Review Fix chats with A Favor director Tannia Kustka, who lets us know all about the creative process behind the film and what to expect from it at this year’s Queens World Film Festival.
Review Fix: What was the inspiration for your film?
Tannia Kustka: Me. I was my own inspiration. I wanted to tell a story that made people feel, see a different side of people they don’t see…show that we are all human and we all struggle in our journeys in life. Where better to pull from in writing this story than from my own life experiences. I think as people we have become accustomed to using words as labels for people. We like to put them into categories based on what we briefly see on the surface. But human beings are complex. There is always so much more underneath than just a military woman. She is a woman who is a mother who is in the military who has viewpoints and makes decisions. Whether good or bad, it’s all in who is looking. All these are layers, or colors if you will that make up this very unique human being.
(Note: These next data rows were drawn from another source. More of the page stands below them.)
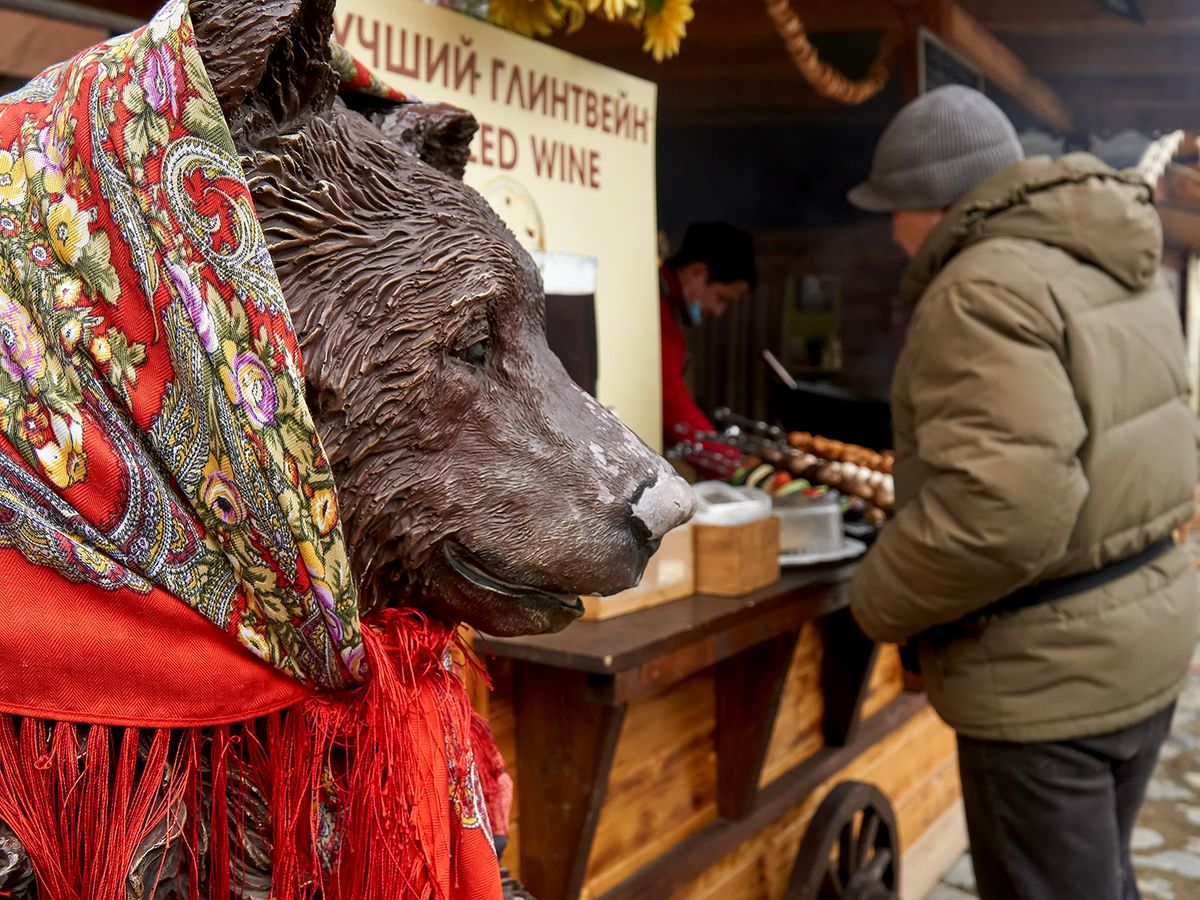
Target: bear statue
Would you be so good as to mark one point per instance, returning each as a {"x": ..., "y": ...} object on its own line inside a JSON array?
[{"x": 408, "y": 369}]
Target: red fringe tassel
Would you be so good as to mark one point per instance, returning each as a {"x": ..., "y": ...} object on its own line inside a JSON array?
[{"x": 352, "y": 783}]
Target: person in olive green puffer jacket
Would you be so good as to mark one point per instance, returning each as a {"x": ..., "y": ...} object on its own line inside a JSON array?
[{"x": 1045, "y": 451}]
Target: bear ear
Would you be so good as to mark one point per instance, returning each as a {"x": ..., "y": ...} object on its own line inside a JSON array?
[
  {"x": 436, "y": 133},
  {"x": 269, "y": 60}
]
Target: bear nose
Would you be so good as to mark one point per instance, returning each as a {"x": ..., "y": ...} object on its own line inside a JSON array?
[{"x": 658, "y": 507}]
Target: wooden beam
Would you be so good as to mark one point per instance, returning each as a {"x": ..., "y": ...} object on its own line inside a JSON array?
[
  {"x": 845, "y": 676},
  {"x": 1005, "y": 69},
  {"x": 1095, "y": 54},
  {"x": 29, "y": 43},
  {"x": 1005, "y": 15},
  {"x": 748, "y": 691},
  {"x": 573, "y": 741},
  {"x": 664, "y": 876},
  {"x": 733, "y": 23}
]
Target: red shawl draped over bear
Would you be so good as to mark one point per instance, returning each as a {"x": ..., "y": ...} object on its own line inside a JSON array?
[{"x": 184, "y": 664}]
Review Fix: What did you learn about yourself while making?
Kustka: I learned that I kept the faith I have in me in my project as well. Even though filmmaking is an arduous process, and when I had the idea and passed it around for feedback I could see the doubt in people’s faces, I didn’t steer from making it. Their opinions were only important in that it brought me back to the drawing board. I made changes and flushed out parts to make the story stronger but I didn’t think of dropping it. I didn’t give up on it. If a door closed, I looked for another one. Sometimes I just crawled through a window. Slowly but surely I put one step in front of the other and it got done.
Review Fix: What was the most challenging part of making it?
Kustka: Finding the cast and crew that I wanted! Schedules and budgets were factors in having to go back to the drawing board sometimes and find alternate solutions. I learned how to balance finding alternative solutions and still maintaining my level of expectation for excellence. The bar must always be met or superseded.
Review Fix: How do you want it to be remembered?
Kustka: I want people to be curious of what makes others tick, be more compassionate because you do not really know people until you walk in their shoes. If someone who sees my film remembers it and approaches someone in their life with more understanding, more patience, more compassion, then I have succeeded in what I set out to do.
Review Fix: How does it feel to be a part of the festival?
Kustka: It’s exhilarating and surreal! I had an idea of what I thought it was supposed to be like but actually experiencing it has gone beyond what I imagined.
Review Fix: What’s next?
Kustka: Shoot! I have a couple more stories I want to shoot and get out there for people to see.
Review Fix: Anything else you’d like to add?
Kustka: I am grateful to my grandfather for giving me a strong foundation in staying curious, storytelling and the belief in myself to accomplish anything.